Wissam Joubran est né à Nazareth, en Galilée en 1983 dans une famille chargée d’un riche passé artistique.
Sa mère (Ibtisam Hanna) chantait des Muwachahat (genre de poèmes originaires de l’Espagne arabe).
Son père (Hatem Joubran) fait partie des luthiers émérites de la Palestine et du monde arabe. Ce climat artistique a permis à Wissam de faire une rencontre musicale et artisanale précoce avec le luth (‘oud). Dès l’âge de cinq ans, ses doigts étaient sensibles au toucher du bois et à six ans il fabriqua son premier instrument de musique (qu’on peut imaginer rudimentaire !).

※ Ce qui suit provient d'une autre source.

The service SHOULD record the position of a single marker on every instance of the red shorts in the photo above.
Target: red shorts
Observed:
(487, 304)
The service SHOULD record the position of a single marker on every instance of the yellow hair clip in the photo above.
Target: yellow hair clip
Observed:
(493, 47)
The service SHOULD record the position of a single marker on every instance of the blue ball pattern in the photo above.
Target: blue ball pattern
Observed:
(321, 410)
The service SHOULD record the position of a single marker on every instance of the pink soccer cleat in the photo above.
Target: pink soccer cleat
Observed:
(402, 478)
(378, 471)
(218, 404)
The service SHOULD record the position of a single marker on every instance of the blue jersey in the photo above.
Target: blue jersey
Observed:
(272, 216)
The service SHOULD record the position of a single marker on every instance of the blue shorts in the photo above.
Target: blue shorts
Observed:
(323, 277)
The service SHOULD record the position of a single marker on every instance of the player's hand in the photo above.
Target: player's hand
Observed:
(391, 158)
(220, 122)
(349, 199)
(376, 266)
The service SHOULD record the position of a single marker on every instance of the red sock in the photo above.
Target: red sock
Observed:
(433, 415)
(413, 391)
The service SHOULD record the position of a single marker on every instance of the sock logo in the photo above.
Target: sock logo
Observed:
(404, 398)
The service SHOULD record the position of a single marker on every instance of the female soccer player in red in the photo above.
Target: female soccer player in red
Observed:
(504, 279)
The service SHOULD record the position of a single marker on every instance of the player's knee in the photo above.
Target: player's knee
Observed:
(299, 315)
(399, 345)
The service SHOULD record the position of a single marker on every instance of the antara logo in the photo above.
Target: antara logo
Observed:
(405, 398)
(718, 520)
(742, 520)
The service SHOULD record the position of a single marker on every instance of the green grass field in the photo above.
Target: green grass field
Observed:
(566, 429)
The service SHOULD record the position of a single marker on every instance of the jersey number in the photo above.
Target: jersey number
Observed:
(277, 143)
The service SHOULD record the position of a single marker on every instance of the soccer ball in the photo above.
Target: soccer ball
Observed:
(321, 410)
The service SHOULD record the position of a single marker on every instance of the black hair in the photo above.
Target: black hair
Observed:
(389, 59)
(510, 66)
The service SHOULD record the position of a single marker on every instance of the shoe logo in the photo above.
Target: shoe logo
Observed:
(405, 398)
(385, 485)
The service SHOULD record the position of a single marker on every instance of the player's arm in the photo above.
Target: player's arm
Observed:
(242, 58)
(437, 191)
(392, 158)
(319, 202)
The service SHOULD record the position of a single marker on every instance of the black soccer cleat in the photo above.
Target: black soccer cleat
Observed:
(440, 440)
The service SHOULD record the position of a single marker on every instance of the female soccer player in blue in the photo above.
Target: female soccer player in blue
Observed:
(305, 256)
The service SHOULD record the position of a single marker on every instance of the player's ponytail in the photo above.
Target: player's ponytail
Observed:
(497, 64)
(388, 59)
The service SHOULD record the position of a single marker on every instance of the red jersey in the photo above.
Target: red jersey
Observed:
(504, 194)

Cette relation particulière avec le ‘oud n’a pas cessé de grandir et de s’enrichir. Son assiduité au travail a contribué à son évolution personnelle et à celle de son instrument.
La dextérité de ses doigts nourrie de son apport musical a amené Wissam à assister son père dans la fabrication du ‘oud. Ainsi, les deux expériences se sont greffées l’une sur l’autre pour le plus grand profit de l’instrument et de sa musicalité.

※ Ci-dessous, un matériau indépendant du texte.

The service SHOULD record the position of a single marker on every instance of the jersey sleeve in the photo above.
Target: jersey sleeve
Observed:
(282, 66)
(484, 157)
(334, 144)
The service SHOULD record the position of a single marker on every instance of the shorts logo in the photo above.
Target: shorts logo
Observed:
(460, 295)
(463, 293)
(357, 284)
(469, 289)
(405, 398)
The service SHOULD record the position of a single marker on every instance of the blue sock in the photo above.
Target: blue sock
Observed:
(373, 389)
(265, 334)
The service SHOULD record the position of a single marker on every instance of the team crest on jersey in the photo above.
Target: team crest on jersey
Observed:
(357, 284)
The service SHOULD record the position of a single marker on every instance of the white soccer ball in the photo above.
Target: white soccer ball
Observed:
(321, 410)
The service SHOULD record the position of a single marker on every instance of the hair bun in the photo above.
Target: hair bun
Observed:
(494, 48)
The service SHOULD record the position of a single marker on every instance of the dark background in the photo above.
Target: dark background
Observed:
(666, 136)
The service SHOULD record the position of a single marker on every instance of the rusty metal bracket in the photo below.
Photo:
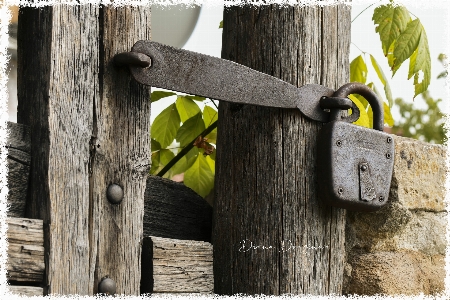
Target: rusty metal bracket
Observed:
(162, 66)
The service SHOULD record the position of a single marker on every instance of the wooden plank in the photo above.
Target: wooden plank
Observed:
(177, 266)
(25, 250)
(19, 147)
(28, 291)
(89, 125)
(122, 152)
(266, 158)
(173, 210)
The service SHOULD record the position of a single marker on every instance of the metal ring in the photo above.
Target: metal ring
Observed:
(370, 96)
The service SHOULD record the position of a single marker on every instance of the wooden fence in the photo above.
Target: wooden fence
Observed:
(176, 253)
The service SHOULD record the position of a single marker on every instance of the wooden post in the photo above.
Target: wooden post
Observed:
(272, 235)
(89, 128)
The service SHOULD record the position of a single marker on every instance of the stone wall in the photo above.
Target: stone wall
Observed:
(401, 248)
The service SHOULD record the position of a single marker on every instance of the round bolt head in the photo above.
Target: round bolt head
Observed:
(107, 286)
(114, 193)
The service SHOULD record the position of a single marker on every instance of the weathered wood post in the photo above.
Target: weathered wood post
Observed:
(89, 128)
(272, 234)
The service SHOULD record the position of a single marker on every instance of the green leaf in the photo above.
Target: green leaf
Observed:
(159, 160)
(190, 130)
(211, 163)
(392, 20)
(213, 155)
(186, 161)
(388, 119)
(156, 95)
(196, 98)
(363, 118)
(383, 79)
(358, 70)
(186, 107)
(165, 126)
(407, 42)
(420, 61)
(155, 146)
(200, 177)
(210, 115)
(387, 111)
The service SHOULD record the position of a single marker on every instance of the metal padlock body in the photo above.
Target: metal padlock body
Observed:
(354, 162)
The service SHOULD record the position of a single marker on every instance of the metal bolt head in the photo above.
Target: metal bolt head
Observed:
(114, 193)
(107, 286)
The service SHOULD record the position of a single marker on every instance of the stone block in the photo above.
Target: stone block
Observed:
(394, 273)
(419, 175)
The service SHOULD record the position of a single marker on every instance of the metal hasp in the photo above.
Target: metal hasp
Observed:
(220, 79)
(354, 163)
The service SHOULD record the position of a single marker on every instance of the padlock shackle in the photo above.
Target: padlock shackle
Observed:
(370, 96)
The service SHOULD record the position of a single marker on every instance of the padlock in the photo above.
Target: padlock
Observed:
(354, 163)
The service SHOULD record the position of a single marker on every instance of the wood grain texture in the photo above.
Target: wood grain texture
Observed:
(172, 210)
(271, 233)
(177, 266)
(25, 250)
(90, 127)
(19, 158)
(28, 291)
(122, 153)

Convaincu d’une synergie possible entre l’orient et l’occident, il œuvre à faire converger les expériences pour tendre vers un espace musical universel.
Cette conviction, nourrie d’une foi inébranlable en sa capacité personnelle de faire évoluer la fabrication traditionnelle du ‘oud, l’a mené en 2001 vers la ville de Cremona au nord de l’Italie.
C’est au prestigieux conservatoire Antonio Stradivari, renommé pour sa fabrication d’instruments à cordes (violons en particulier ), où Wissam fut le premier étudiant arabe, qu’il découvrit les secrets et les subtilités de la lutherie.
En 2003, son génie fut couronné par la distinction du meilleur artisan luthier et en 2005, par l’obtention de son diplôme avec les félicitations du jury.
En ce lieu, Wissam eut donc l’opportunité d’allier la tradition artisanale léguée par son père, aux procédés méthodiques fondés sur des connaissances scientifiques longuement élaborées en Occident.
Parler de la relation de Wissam avec le ‘oud, c’est parler de son talent de musicien qui pris forme dans l’album « Tamaas » (2003). Et c’est dans Tamaas, où il accompagne son frère aîné (Samir) en duo, qu’il donne toute la mesure de son expérience qu’on retrouve également dans « Randana » (2005) qui rassemble les trois frères en Trio (Samir, Wissam et Adnan).
Son dernier album, Majâz, meilleure vente en Europe dans la catégorie "Musiques du monde", ajoute au trio les percussions de Youssef Hbeisch.